1. ## orders of elements and isomorphisms

Show that if $\displaystyle \gamma: G_1 \rightarrow G_2$ is an isomorphism, then for each $\displaystyle g \in G_1, o(\gamma(g)) = o(g)$

Does this argument work?

if $\displaystyle g \in G_1$ has order l $\displaystyle \Rightarrow g^l = e_1$ then
$\displaystyle \gamma (g^l) = \gamma (e_1)$
then as the identity element of $\displaystyle G_1$ is mapped to the identity element $\displaystyle e_2 \in G_2$
$\displaystyle \gamma (g^l) = \gamma (e_1) = e_2$
then as $\displaystyle \gamma(x_1x_2)= \gamma(x_1)\gamma(x_2)$ must hold
we have
$\displaystyle \gamma(g^l) = \gamma(g) ^l = (g')^l = e_2$ where as bijection each $\displaystyle g' = \gamma(g)$
therefore $\displaystyle (g')^l = e_2$ in $\displaystyle \in G_2$

2. Originally Posted by FGT12
Show that if $\displaystyle \gamma: G_1 \rightarrow G_2$ is an isomorphism, then for each $\displaystyle g \in G_1, o(\gamma(g)) = o(g)$

Does this argument work?

if $\displaystyle g \in G_1$ has order l $\displaystyle \Rightarrow g^l = e_1$ then
$\displaystyle \gamma (g^l) = \gamma (e_1)$
then as the identity element of $\displaystyle G_1$ is mapped to the identity element $\displaystyle e_2 \in G_2$
$\displaystyle \gamma (g^l) = \gamma (e_1) = e_2$
then as $\displaystyle \gamma(x_1x_2)= \gamma(x_1)\gamma(x_2)$ must hold
we have
$\displaystyle \gamma(g^l) = \gamma(g) ^l = (g')^l = e_2$ where as bijection each $\displaystyle g' = \gamma(g)$
therefore $\displaystyle (g')^l = e_2$ in $\displaystyle \in G_2$
This is only half the battle.
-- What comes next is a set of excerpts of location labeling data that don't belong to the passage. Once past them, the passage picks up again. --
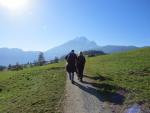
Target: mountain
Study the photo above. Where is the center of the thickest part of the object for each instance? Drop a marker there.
(78, 44)
(115, 49)
(12, 56)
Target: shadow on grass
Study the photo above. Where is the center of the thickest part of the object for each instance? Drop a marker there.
(98, 77)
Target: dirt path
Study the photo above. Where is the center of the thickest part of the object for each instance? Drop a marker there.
(83, 98)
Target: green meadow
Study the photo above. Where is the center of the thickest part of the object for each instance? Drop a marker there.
(129, 71)
(32, 90)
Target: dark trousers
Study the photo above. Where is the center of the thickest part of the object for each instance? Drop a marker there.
(80, 71)
(71, 76)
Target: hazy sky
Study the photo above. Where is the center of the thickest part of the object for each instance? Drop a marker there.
(43, 24)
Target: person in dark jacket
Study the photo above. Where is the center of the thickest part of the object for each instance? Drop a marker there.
(71, 64)
(80, 65)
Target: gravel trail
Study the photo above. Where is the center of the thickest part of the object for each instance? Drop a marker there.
(83, 98)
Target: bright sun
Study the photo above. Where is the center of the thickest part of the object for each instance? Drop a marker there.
(13, 4)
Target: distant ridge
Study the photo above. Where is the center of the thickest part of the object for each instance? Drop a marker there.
(11, 56)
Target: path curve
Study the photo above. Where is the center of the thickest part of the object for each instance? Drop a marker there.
(83, 98)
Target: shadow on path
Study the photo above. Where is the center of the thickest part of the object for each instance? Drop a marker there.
(104, 92)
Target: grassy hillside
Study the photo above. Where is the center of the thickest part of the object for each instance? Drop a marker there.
(129, 71)
(33, 90)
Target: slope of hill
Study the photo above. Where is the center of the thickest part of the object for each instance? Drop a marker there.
(129, 71)
(33, 90)
(12, 56)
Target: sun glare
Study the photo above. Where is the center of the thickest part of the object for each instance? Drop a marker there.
(13, 4)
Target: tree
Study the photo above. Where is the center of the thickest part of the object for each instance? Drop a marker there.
(41, 59)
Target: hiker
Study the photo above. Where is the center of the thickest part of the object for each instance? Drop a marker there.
(71, 64)
(80, 65)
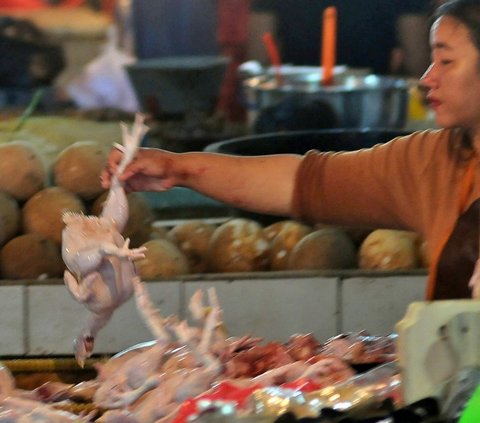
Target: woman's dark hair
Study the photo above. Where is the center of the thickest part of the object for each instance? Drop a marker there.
(466, 12)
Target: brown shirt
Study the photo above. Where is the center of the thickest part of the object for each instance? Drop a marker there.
(409, 183)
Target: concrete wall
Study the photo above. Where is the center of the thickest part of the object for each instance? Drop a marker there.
(41, 318)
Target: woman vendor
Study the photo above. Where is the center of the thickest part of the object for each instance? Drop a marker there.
(427, 182)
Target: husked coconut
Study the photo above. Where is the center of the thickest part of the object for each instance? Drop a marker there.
(140, 217)
(238, 245)
(192, 238)
(30, 256)
(271, 231)
(42, 213)
(163, 260)
(387, 249)
(9, 217)
(22, 171)
(78, 167)
(285, 240)
(329, 248)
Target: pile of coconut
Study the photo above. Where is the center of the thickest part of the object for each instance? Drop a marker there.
(35, 192)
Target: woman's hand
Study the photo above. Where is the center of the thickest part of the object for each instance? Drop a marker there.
(150, 170)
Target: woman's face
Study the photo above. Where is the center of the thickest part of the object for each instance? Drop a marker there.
(453, 77)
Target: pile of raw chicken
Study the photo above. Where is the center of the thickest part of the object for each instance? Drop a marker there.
(162, 381)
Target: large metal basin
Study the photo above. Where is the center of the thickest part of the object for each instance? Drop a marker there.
(357, 101)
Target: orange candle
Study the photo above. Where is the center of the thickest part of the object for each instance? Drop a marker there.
(274, 55)
(329, 44)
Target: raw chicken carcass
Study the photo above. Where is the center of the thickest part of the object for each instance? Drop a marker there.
(99, 261)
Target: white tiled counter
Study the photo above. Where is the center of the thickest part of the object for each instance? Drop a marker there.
(41, 318)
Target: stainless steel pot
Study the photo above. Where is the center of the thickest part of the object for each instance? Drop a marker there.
(357, 101)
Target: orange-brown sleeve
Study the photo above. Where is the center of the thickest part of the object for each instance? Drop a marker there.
(376, 187)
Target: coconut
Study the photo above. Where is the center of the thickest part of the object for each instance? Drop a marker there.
(192, 238)
(285, 240)
(78, 167)
(238, 245)
(43, 212)
(30, 256)
(271, 231)
(163, 259)
(387, 249)
(329, 248)
(22, 171)
(9, 217)
(140, 217)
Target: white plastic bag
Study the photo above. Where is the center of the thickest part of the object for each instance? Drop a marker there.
(104, 82)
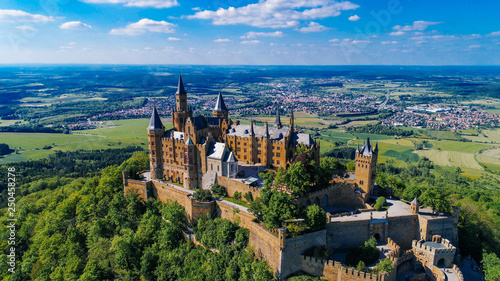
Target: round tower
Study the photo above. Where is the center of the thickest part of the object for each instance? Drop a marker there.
(155, 133)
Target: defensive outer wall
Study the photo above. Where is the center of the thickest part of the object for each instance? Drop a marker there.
(286, 255)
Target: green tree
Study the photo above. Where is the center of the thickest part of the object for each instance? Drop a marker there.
(491, 264)
(203, 195)
(298, 179)
(280, 209)
(315, 217)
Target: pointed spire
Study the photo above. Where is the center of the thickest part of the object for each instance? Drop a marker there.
(277, 124)
(155, 122)
(180, 87)
(251, 128)
(189, 141)
(220, 105)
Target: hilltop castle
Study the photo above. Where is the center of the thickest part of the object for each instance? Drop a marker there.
(213, 145)
(201, 150)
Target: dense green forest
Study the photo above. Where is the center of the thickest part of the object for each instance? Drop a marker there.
(85, 229)
(442, 187)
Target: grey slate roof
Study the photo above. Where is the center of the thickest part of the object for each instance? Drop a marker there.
(366, 150)
(214, 121)
(180, 87)
(155, 122)
(199, 122)
(303, 139)
(259, 131)
(216, 150)
(230, 158)
(220, 105)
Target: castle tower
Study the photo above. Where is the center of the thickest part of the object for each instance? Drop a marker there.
(366, 162)
(277, 124)
(414, 206)
(182, 111)
(155, 133)
(220, 109)
(189, 163)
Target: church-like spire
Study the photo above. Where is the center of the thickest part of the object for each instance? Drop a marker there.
(180, 87)
(155, 122)
(220, 105)
(252, 133)
(277, 124)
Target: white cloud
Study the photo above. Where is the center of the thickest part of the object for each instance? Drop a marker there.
(27, 28)
(75, 25)
(275, 13)
(313, 27)
(419, 25)
(397, 33)
(250, 42)
(348, 41)
(159, 4)
(493, 34)
(253, 34)
(143, 26)
(21, 16)
(354, 18)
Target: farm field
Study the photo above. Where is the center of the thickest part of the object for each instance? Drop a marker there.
(451, 158)
(129, 132)
(488, 136)
(459, 146)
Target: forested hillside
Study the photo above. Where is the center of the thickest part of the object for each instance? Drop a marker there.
(85, 229)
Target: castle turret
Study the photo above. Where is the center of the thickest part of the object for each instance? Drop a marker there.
(366, 162)
(189, 162)
(155, 133)
(182, 111)
(277, 123)
(220, 109)
(414, 206)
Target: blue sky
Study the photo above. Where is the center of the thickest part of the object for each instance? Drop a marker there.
(278, 32)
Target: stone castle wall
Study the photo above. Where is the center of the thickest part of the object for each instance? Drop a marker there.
(295, 248)
(337, 194)
(233, 185)
(349, 234)
(265, 244)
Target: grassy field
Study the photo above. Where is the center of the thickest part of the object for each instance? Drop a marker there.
(125, 133)
(6, 123)
(488, 136)
(468, 147)
(451, 158)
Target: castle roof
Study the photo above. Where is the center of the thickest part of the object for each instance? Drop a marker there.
(277, 123)
(366, 150)
(230, 158)
(200, 122)
(303, 139)
(155, 122)
(220, 105)
(180, 87)
(259, 131)
(216, 150)
(415, 201)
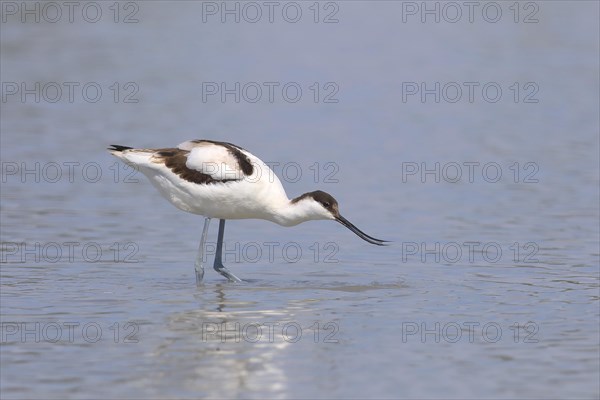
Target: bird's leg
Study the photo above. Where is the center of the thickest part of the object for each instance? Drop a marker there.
(219, 267)
(199, 264)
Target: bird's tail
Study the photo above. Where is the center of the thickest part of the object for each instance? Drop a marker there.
(116, 147)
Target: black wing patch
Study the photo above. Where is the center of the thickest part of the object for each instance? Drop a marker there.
(242, 160)
(175, 160)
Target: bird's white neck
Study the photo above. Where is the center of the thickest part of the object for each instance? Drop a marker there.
(291, 213)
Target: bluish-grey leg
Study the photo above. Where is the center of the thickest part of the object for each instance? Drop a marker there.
(219, 267)
(199, 264)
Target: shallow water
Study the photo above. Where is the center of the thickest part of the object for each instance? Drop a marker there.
(490, 289)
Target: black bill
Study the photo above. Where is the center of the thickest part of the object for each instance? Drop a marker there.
(360, 233)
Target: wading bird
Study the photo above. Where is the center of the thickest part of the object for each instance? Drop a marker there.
(222, 180)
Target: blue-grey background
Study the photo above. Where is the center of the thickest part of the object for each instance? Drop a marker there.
(374, 322)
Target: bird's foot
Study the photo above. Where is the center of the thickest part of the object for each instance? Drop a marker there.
(199, 276)
(220, 268)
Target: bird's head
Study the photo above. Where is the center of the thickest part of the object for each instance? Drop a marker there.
(322, 205)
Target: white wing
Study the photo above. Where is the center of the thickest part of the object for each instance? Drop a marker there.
(220, 161)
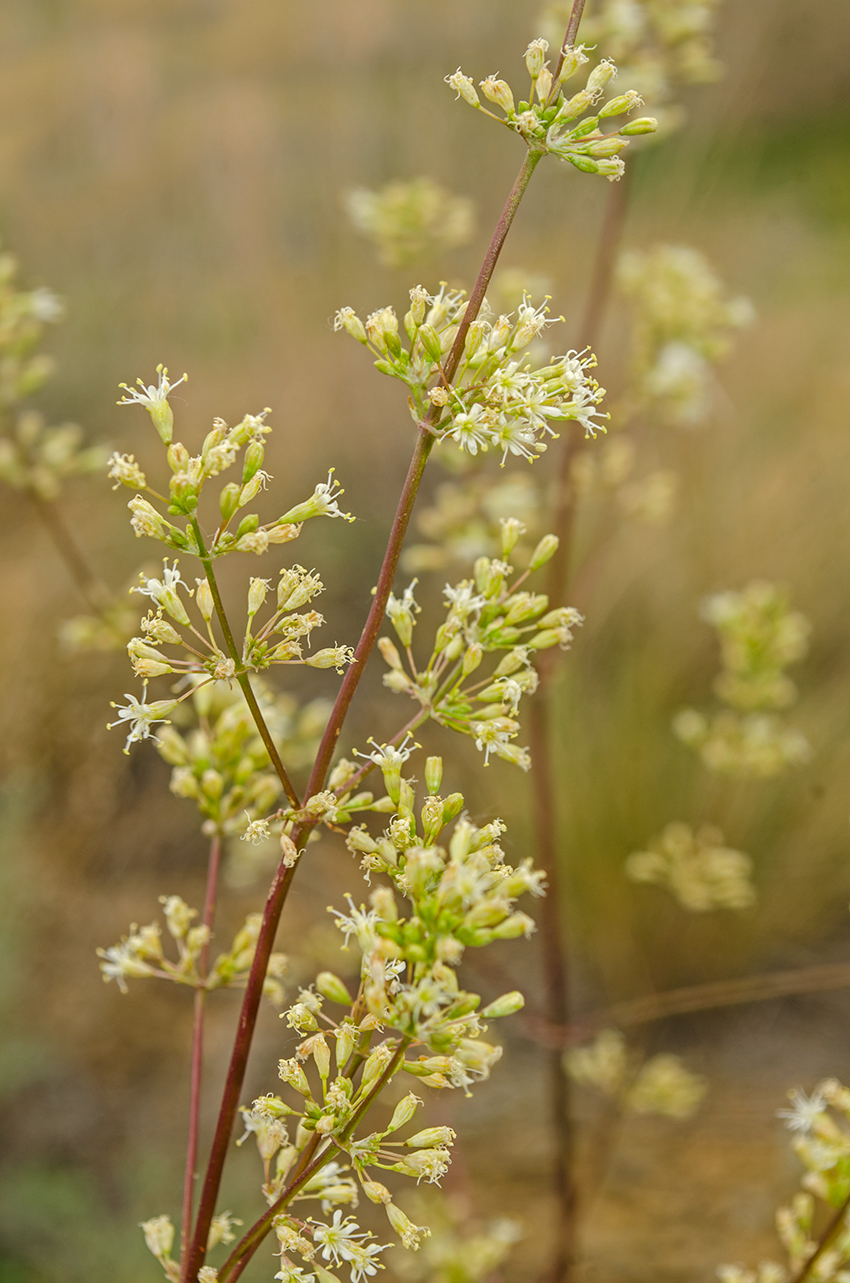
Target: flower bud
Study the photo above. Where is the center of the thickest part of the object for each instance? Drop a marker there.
(545, 549)
(332, 988)
(499, 93)
(504, 1006)
(451, 807)
(535, 55)
(346, 1037)
(464, 86)
(644, 125)
(433, 774)
(404, 1111)
(348, 320)
(204, 599)
(430, 340)
(431, 1137)
(600, 76)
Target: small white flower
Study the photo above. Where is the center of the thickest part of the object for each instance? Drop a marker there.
(805, 1110)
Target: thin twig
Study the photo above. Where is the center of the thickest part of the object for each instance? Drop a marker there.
(198, 1046)
(691, 998)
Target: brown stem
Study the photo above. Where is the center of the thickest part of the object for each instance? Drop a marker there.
(198, 1046)
(250, 698)
(250, 1241)
(90, 586)
(823, 1242)
(282, 880)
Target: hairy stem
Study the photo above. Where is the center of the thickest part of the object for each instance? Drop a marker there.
(198, 1046)
(283, 875)
(248, 1245)
(250, 698)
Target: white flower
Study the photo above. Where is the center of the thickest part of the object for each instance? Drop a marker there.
(805, 1110)
(141, 716)
(339, 1238)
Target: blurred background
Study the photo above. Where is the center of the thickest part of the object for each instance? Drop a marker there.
(176, 169)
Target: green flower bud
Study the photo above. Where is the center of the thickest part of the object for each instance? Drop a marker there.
(332, 988)
(545, 549)
(504, 1006)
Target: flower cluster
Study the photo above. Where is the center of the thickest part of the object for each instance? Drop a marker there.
(33, 456)
(277, 642)
(410, 220)
(140, 953)
(659, 1086)
(190, 474)
(696, 867)
(555, 125)
(500, 399)
(822, 1143)
(219, 760)
(490, 612)
(659, 45)
(460, 893)
(759, 637)
(682, 323)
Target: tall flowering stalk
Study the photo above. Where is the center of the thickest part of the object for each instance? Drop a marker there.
(473, 382)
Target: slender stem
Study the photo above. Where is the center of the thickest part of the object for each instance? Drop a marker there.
(198, 1046)
(248, 1245)
(283, 875)
(569, 35)
(823, 1242)
(250, 698)
(90, 586)
(551, 930)
(557, 994)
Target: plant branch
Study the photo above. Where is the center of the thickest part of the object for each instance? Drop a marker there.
(283, 875)
(823, 1242)
(244, 680)
(250, 1241)
(198, 1046)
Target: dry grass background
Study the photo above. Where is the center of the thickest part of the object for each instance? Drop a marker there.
(175, 168)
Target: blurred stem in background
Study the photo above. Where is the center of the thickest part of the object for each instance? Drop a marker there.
(549, 853)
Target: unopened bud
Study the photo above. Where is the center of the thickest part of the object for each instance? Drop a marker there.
(545, 549)
(433, 774)
(332, 988)
(499, 93)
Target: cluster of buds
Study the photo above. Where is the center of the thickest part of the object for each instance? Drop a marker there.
(822, 1145)
(407, 221)
(555, 125)
(140, 953)
(662, 1084)
(491, 612)
(219, 761)
(204, 658)
(682, 326)
(500, 398)
(219, 452)
(459, 894)
(759, 637)
(699, 870)
(659, 45)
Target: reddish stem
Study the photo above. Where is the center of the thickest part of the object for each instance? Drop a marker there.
(198, 1046)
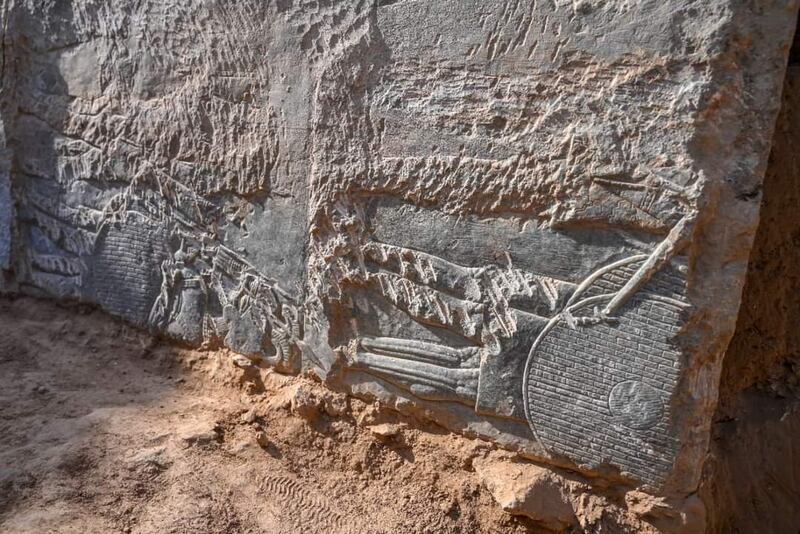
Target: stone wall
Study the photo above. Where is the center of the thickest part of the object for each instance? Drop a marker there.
(529, 222)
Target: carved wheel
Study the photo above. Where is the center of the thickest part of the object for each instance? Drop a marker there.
(599, 393)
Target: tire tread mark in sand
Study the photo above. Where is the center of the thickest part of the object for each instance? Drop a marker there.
(306, 508)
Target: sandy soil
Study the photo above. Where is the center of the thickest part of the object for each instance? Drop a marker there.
(103, 429)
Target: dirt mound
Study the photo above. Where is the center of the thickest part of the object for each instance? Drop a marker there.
(105, 430)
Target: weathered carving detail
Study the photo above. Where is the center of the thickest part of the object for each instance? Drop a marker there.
(493, 216)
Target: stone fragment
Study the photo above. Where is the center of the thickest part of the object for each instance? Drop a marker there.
(528, 490)
(387, 432)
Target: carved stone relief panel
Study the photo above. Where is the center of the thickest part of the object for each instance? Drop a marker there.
(526, 221)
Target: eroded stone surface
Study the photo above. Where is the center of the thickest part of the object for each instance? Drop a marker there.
(527, 221)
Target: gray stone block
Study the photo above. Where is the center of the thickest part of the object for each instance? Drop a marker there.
(527, 221)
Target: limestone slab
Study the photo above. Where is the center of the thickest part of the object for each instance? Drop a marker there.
(528, 221)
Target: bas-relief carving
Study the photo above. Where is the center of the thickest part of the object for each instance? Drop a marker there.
(449, 215)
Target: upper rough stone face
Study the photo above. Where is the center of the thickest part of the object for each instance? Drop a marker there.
(529, 221)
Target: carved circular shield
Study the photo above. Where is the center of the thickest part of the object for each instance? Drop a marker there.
(597, 391)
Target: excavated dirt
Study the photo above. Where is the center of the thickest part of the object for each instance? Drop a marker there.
(104, 429)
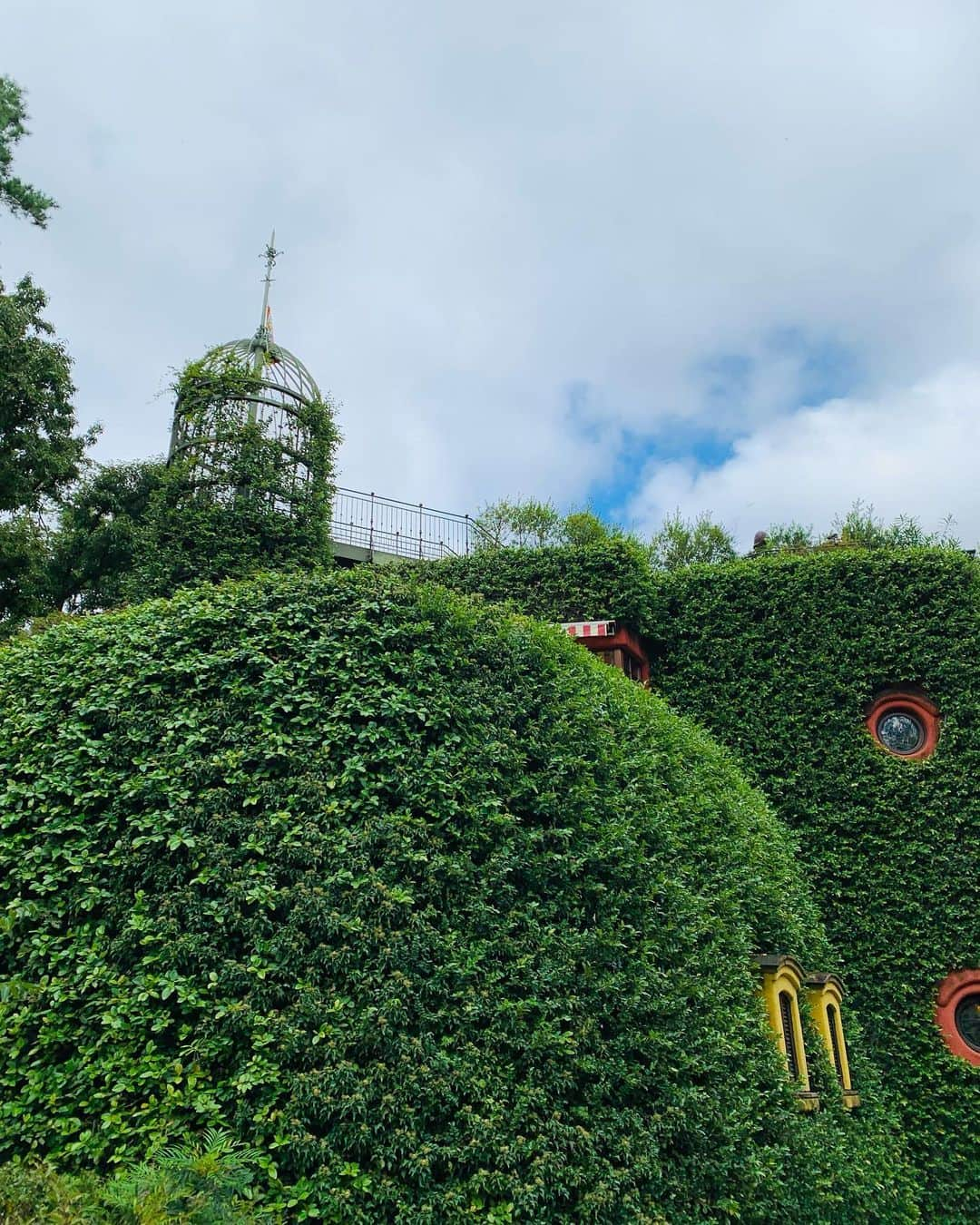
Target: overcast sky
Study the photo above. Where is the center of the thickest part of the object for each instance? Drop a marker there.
(714, 256)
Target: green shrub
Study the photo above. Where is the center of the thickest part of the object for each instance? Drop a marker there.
(413, 896)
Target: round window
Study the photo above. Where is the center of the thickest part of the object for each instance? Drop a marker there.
(904, 723)
(966, 1018)
(958, 1014)
(900, 732)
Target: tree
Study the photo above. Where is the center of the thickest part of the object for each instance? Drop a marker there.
(525, 524)
(690, 542)
(41, 455)
(20, 198)
(860, 528)
(93, 550)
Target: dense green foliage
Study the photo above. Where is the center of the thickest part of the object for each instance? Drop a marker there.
(92, 553)
(779, 658)
(608, 580)
(18, 196)
(441, 914)
(202, 1183)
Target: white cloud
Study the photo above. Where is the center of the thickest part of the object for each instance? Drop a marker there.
(908, 452)
(484, 207)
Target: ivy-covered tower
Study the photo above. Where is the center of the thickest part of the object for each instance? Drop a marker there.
(252, 389)
(249, 480)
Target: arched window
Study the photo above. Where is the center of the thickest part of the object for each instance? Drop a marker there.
(826, 994)
(781, 979)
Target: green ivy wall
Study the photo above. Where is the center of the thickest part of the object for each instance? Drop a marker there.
(447, 917)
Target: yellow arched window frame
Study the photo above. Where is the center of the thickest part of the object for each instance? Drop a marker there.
(781, 982)
(826, 995)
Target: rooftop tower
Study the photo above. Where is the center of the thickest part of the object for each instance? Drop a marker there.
(249, 384)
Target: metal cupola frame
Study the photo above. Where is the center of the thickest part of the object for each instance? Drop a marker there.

You've shown that $\displaystyle \left|\gamma(g)\right|\mid\ell$, but you can use the same process in reverse (since all you used was that $\displaystyle \gamma$ is a homomorphism, but $\displaystyle \gamma^{-1}$ is as well!) to get that $\displaystyle \ell\mid\left|\gamma(g)\right|$.